Now we can try this from our Raspberry Pi:

ssh myserver.net bash --version

We should see the following output:

output

GNU bash, version 4.3.48(1)-release (x86_64-pc-linux-gnu)
Copyright (C) 2013 Free Software Foundation, Inc.
License GPLv3+: GNU GPL version 3 or later <http://gnu.org/licenses/gpl.html>

This is free software; you are free to change and redistribute it.
There is NO WARRANTY, to the extent permitted by law.

Copying rsync dependencies

We repeat the operation done with /bin/bash for /usr/bin/rsync.

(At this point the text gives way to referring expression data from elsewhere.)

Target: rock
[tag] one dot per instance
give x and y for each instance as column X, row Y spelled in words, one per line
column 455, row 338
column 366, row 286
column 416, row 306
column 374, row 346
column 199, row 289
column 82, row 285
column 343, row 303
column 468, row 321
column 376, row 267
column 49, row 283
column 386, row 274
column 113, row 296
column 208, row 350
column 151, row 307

sudo mkdir -p /home/backupser/usr/bin
sudo cp /usr/bin/rsync /home/backupuser/usr/bin/

We list the rsync dependencies:

ldd /usr/bin/rsync
# Output
linux-vdso.so.1 =>  (0x00007ffd507b3000)
libattr.so.1 => /lib/x86_64-linux-gnu/libattr.so.1 (0x00007f1b11409000)
libacl.so.1 => /lib/x86_64-linux-gnu/libacl.so.1 (0x00007f1b11201000)
libpopt.so.0 => /lib/x86_64-linux-gnu/libpopt.so.0 (0x00007f1b10ff5000)
libc.so.6 => /lib/x86_64-linux-gnu/libc.so.6 (0x00007f1b10c2b000)
/lib64/ld-linux-x86-64.so.2 (0x00007f1b11896000)

And we copy them:

sudo cp /lib/x86_64-linux-gnu/libattr.so.1 /home/backupuser/lib/x86_64-linux-gnu/libattr.so.1
sudo cp /lib/x86_64-linux-gnu/libacl.so.1 /home/backupuser/lib/x86_64-linux-gnu/libacl.so.1
sudo cp /lib/x86_64-linux-gnu/libpopt.so.0  /home/backupuser/lib/x86_64-linux-gnu/libpopt.so.0
sudo cp /lib/x86_64-linux-gnu/libc.so.6 /home/backupuser/lib/x86_64-linux-gnu/libc.so.6

Testing the chroot jail

Now to test the chroot jail we will create a file /home/backupuser/test.txt on our server, with the following content:

/home/backpuser/test.txt

Hooray it works!

Now from our Raspberry Pi, and as the user backupuser, we run the following command:

rsync myserver.net:/test.txt .

We should have the file test.txt copied on our Raspberry Pi with the correct contents.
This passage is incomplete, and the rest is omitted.